Even when getting paid, sometimes the result wasn’t worth it. I was hired by the lead of an EUC team for an App-V implementation,. What I didn’t know, due to lack of experience at the time was that this person was a bit of a cowboy. They didn’t work well with other teams. I was asked to setup on a single server for a Proof of Concept. It turned out this person wanted a single server setup because getting a dedicated SQL Server and full production servers in place would require help from other teams who had a low opinion of the team lead and would be less than helpful. My PoC got rolled into production. It worked and the user load was small enough that it wasn’t a problem but still, it’s not a setup I was happy to put my name to. I went along with it but should not have.
Lesson #4: It takes two to tango. Consultants, vendors and service providers are right to push back if a customer requests something they feel uncomfortable with.
This is long blog post with a few key takeaways that I would like to impress on fellow techies. If you work in an IT teams, always consider the requirements of you as a customer and ensure you can provide them in a timely manner. If you have a warranty for the work, ensure when it is completed you have the time to fully test and validate it properly. Make detailed documentation and knowledge transfer part of your deliverables. This is possibly the most important takeaway!
When buying new products weigh up the amount of effort required to learn and use the product against the value it provides. Also factor in that even if a product is awesome for others, every environment and needs are different. For software vendors, you should reduce the complexity of trying and buying your products plus make maintenance and upgrades as painless as possible.

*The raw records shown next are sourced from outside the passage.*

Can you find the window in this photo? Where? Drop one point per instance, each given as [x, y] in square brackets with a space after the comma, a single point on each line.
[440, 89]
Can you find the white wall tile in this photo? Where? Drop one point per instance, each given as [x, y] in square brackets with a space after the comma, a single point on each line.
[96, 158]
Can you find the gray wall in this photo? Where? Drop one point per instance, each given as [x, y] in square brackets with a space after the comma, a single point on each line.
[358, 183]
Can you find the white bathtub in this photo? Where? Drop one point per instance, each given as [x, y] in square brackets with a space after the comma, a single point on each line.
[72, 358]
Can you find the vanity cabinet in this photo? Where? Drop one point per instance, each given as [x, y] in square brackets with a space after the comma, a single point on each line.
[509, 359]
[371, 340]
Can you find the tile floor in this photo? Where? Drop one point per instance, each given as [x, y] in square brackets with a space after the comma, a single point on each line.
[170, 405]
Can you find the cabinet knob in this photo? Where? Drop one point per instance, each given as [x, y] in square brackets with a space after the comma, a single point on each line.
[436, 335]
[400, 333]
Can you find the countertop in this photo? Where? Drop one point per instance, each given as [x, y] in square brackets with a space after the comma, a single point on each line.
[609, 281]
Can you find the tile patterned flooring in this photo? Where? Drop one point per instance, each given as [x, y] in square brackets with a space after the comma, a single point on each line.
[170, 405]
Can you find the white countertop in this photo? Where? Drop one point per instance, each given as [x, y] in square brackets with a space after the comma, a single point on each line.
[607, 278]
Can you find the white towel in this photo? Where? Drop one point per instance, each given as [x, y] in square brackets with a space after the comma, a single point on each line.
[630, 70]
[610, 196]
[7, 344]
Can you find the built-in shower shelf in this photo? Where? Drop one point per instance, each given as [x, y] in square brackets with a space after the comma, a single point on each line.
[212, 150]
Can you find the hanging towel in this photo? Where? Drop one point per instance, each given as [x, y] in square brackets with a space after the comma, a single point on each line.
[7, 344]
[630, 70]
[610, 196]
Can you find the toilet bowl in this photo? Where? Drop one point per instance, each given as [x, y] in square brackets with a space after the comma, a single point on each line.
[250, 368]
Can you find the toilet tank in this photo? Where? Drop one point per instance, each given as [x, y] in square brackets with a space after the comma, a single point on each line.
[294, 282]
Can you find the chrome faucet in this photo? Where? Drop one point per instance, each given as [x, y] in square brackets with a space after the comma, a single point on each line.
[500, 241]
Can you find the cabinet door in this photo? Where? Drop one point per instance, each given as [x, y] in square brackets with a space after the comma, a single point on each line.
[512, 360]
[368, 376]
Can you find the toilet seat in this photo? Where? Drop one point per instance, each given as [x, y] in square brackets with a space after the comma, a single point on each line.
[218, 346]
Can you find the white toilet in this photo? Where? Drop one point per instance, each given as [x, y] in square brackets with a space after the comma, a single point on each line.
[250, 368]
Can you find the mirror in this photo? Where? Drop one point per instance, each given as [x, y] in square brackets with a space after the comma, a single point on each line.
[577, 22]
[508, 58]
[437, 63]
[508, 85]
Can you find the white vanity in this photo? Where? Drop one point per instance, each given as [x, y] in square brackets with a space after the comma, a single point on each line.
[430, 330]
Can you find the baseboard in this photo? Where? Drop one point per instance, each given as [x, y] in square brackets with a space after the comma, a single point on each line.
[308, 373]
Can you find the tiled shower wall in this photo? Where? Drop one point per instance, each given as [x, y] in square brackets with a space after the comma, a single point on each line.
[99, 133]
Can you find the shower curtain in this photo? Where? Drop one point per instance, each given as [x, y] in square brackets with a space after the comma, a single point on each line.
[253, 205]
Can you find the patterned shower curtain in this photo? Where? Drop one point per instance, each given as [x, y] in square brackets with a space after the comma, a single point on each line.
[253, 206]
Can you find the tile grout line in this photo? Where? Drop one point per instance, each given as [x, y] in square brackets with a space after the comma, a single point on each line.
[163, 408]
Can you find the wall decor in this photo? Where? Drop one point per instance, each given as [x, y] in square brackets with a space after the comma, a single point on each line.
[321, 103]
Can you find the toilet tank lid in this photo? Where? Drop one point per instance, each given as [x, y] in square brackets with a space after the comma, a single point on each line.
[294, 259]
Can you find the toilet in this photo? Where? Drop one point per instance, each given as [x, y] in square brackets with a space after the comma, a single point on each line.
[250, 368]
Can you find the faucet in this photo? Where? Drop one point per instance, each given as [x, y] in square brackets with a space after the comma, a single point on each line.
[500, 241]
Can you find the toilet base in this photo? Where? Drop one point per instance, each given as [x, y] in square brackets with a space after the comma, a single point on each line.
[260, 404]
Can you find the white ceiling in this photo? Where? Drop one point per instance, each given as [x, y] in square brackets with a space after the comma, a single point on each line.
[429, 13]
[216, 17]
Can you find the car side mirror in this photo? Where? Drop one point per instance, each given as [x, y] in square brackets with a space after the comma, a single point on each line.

I worked for a company where an executive once likened our dependency on external contractors as a drug dependency and he had a point. If an IT department is relying on external resources to help implement every new technology brought into the place then they are stunting the growth of everyone in the department. You shouldn’t pacify workers to the point they are unwilling to learn something new without the assistance of outsourced help. You learn more by doing than by simply observing.
For service providers and consultants, when hired for a job, consider the overworked IT teams you are coming in to assist. Try to leave them in a better place when you leave than when you came in. Please don’t upsell to managers and executives without fully explaining the effort required to maintain the tech after you leave. It can be handy to assess the skills of the team you will be working with to figure out if you think they may need someone else on their team permanently to support what you build or possibly if someone on the team is a good fit to train up. When you feel the urge to talk bad about members of the IT team, bite your tongue and keep it to yourself. You ultimately make yourself look unprofessional.
Consequently, spending most of my time working as a full time employee on EUC teams is what makes me a terrible fit for a sales or technical pre-sales role. I have a hard time trying to convince people a product is right for them without being sure it is actually a good fit. It is also why in the near term at least, I intend to focus more of my time research and blogging time on products and solutions that I feel are worth learning and provide enough value to IT teams to make them worth learning.